As we all know, the Throne of Glass series is one of the book blogosphere's greatest literary loves. And it's a love I do understand, but I was never truly invested in this series . . . until this book. From the characters, to the complex storyline, to the dialogue, I have to say I now understand the hype. I finally get why everyone's been praising and swooning and yes, fangirling, over this series year after year.
If you can tell, I kind of liked Rowan. (How can you not?!) I am THE BIGGEST sucker for these "Rowan types." You know what I mean: the silent, strong guy with a whole story to uncover behind their facade. Rowan is intense. Scary. Passionate. Lethal. Loyal. And he's exactly what Celaena needed in this third book: a mentor and a friend. If you're one of the few who have yet to start the series or catch up before book four, I would say, GET. ON. READING! Trust me, you are so in for a treat. Rowan is just one of many newly introduced characters to our beloved cast, a fae prince and warrior full of that "kick-assery" and "no-bullshit" personality we all love to read about. I truly see him as Celaena's equal, and it was a priviledge to read about the two of their personal journeys in this book. In a completely non-romantic way, they completed each other. And I loved their platonic relationship in this book. Celaena did not need another guy to add to her love triangle (though I honestly wouldn't mind them together). She simply needed a friend and a supporter, and she got it: Rowan.
+ Celaena's journey
We're used to Celaena expertly scaling walls and wreaking havoc upon her enemies, but we are not so used to her showing signs of weakness. We've come to know Celaena as that badass, tough assassin, but in this book, we see a different side of her. She's . . . broken. Devastated. Heartbroken. And personally, I loved reading about her "weak" side. Yes, she's a phenomenal warrior, but when it comes down to it, she's really just . . . a girl. Sometimes it's easy to forget such a simple fact as this, but Celeana has her struggles and her setbacks and her hardships just like the rest of us. Sarah J. Maas brought a very real side to our beloved assassin in Heir of Fire, and you'll find yourself somehow loving Celaena even more.
+ The Magic
In Heir of Fire, Celaena travels across the vast sea to Wendlyn. A land, unlike Erilea, that is still teeming with magic and its magical fae inhabitants. A HUGE plus to this story was the magical aspects. Celaena is the Heir of Fire, which means she gets even more badass than ever before in this third book. The magical aspects of the story really brought the definition of "action" to a whole new level. Just imagine: fire shooting across the battlefield. Animal warriors. Massive, magical creatures. Dark, deathly, horrors literally from another world . . . They're all in this book.
- The POV Shifts
Throughout the book, we shift from chapter to chapter following along three main characters in third person:
I hate to say it, but the constantly shifting perspectives in Heir of Fire, I feel, hurt the book. I was never a fan of constantly shifting POVs, but a few awesome books are able to accomplish such a feat. Unfortunately, Heir of Fire was not one of those books. Really, the only POV I truly enjoyed reading was, of course, Celaena's. Chaol's chapters weren't too bad, as I saw the point in them.

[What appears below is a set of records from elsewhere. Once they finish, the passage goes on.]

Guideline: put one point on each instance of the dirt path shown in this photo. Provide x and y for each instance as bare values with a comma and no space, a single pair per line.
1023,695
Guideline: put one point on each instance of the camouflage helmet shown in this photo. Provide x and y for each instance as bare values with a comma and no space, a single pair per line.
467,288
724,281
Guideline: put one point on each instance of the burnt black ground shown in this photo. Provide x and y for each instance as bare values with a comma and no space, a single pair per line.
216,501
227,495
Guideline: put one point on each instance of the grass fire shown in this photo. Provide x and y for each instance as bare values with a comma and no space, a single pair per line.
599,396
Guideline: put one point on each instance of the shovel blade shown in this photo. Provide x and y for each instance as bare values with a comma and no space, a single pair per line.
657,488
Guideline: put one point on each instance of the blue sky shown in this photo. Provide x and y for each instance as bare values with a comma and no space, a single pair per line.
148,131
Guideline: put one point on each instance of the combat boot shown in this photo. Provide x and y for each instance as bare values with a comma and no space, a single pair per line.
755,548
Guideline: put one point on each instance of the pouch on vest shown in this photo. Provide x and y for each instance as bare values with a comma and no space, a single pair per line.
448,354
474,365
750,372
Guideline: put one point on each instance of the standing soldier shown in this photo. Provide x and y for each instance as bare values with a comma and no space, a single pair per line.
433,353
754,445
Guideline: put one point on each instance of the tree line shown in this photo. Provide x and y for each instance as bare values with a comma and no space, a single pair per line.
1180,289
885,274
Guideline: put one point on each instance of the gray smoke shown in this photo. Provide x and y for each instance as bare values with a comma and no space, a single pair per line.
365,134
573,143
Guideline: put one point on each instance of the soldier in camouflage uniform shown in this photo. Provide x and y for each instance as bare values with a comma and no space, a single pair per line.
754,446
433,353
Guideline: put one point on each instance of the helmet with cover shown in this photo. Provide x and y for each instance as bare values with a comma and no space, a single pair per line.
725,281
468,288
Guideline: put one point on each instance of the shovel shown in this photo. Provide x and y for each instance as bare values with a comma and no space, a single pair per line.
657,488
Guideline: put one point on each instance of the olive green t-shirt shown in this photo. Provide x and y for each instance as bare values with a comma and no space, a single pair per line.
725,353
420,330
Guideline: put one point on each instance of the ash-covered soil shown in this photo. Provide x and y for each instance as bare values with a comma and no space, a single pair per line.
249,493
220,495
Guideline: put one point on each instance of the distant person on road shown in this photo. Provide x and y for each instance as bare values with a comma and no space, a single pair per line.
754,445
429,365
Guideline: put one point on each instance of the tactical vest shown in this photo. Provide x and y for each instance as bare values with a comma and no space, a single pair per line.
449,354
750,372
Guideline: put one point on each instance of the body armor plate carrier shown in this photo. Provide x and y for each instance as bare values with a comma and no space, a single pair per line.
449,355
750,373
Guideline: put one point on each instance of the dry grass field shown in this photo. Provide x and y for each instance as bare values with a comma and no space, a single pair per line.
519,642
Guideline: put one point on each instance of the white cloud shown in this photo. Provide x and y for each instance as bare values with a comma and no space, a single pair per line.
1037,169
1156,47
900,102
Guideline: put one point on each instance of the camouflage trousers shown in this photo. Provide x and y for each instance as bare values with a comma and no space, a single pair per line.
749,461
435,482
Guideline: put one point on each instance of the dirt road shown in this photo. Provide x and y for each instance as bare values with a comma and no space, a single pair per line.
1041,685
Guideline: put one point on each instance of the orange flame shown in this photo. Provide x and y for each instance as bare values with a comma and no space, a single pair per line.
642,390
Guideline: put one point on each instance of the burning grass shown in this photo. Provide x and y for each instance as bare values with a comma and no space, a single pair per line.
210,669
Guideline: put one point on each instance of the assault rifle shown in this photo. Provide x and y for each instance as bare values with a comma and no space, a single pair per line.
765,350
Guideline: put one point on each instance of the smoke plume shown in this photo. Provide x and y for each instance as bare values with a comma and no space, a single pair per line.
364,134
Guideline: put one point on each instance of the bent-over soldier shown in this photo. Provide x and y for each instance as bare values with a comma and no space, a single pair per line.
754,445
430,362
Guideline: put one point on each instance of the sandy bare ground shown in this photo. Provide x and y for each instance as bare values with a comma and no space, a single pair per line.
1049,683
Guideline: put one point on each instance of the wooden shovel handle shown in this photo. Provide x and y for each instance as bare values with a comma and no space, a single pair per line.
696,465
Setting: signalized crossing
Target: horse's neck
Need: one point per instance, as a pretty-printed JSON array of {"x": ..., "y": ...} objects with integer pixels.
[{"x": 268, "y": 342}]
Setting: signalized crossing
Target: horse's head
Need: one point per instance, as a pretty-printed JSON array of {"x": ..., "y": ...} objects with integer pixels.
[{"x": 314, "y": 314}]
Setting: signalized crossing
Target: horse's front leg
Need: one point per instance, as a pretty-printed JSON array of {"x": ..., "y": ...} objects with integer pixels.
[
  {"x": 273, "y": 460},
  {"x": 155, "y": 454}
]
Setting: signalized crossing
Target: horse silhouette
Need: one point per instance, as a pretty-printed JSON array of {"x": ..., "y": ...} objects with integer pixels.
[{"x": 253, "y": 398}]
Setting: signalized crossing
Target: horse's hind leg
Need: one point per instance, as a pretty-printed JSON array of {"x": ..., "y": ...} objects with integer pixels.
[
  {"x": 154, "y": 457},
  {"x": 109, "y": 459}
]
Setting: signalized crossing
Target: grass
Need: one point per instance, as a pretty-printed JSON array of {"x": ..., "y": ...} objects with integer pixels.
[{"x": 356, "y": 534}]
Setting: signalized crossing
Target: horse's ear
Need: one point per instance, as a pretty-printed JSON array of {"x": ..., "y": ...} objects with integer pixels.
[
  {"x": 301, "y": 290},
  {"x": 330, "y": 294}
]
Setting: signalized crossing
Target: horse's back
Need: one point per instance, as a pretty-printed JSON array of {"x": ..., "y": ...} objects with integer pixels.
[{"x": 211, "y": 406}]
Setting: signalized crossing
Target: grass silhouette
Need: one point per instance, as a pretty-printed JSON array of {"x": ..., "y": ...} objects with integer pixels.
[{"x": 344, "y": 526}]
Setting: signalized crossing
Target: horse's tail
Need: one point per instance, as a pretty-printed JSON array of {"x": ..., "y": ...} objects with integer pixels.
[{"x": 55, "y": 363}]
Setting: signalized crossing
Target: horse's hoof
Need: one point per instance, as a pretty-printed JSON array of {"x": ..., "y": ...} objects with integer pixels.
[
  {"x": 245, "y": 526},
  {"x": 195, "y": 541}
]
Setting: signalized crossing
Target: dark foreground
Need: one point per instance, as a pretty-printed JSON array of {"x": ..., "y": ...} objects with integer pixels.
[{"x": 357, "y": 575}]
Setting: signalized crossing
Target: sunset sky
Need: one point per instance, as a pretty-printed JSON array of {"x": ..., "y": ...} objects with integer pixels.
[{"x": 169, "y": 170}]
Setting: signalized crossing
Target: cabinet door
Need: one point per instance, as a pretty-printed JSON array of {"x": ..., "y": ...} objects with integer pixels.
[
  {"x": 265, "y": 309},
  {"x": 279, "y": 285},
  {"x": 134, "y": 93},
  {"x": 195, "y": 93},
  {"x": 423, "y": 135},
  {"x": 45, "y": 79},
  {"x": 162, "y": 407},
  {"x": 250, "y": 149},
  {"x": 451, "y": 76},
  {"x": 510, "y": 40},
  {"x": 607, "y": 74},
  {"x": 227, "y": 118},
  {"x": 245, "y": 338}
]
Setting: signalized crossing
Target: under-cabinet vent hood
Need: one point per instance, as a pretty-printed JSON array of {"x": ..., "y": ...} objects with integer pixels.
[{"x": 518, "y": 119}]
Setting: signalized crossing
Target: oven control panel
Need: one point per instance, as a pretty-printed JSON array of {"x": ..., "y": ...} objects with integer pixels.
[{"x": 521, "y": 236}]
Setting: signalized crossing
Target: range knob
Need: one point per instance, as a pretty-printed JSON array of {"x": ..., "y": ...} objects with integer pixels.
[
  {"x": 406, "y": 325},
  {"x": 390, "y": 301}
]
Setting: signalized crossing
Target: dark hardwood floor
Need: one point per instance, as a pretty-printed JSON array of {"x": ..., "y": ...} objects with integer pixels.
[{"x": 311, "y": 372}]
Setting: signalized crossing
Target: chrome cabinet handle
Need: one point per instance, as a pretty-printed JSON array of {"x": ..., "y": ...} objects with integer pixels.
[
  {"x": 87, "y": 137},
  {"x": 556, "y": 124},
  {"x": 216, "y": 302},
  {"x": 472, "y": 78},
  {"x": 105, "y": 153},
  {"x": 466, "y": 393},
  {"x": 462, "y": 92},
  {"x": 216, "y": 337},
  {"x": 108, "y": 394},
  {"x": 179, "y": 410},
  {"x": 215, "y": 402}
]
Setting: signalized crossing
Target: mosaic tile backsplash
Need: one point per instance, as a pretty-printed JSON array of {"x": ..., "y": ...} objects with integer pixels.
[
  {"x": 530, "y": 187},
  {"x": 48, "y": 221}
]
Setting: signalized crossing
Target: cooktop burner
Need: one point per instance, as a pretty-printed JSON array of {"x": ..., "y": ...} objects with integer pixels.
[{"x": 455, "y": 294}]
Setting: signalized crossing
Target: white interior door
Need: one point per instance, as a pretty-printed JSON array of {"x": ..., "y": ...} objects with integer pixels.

And then, we come to our new character, Manon's, chapters. Manon is an Ironteeth - a supposedly heartless, cold-blooded witch with a knack for killing. Throughout the book we read along as she basically trains her dragon and learns to "grow a heart." And I'm going to be painfully honest here: Manon's chapters were painfully boring. No matter how I tried, I just couldn't bring myself to take interest in Manon, her character, or her disposition. I fought the unyielding urge to skip through her chapters whenever I did come across them.
I do understand the purpose of these chapters, as Manon will obviously come into bigger play in the books to come. However, I wish her book time was cut down or written with a bit more excitement. Still, I look forward to seeing how everything will all meld together in the end.
Queen of Shadows, you shall be mine.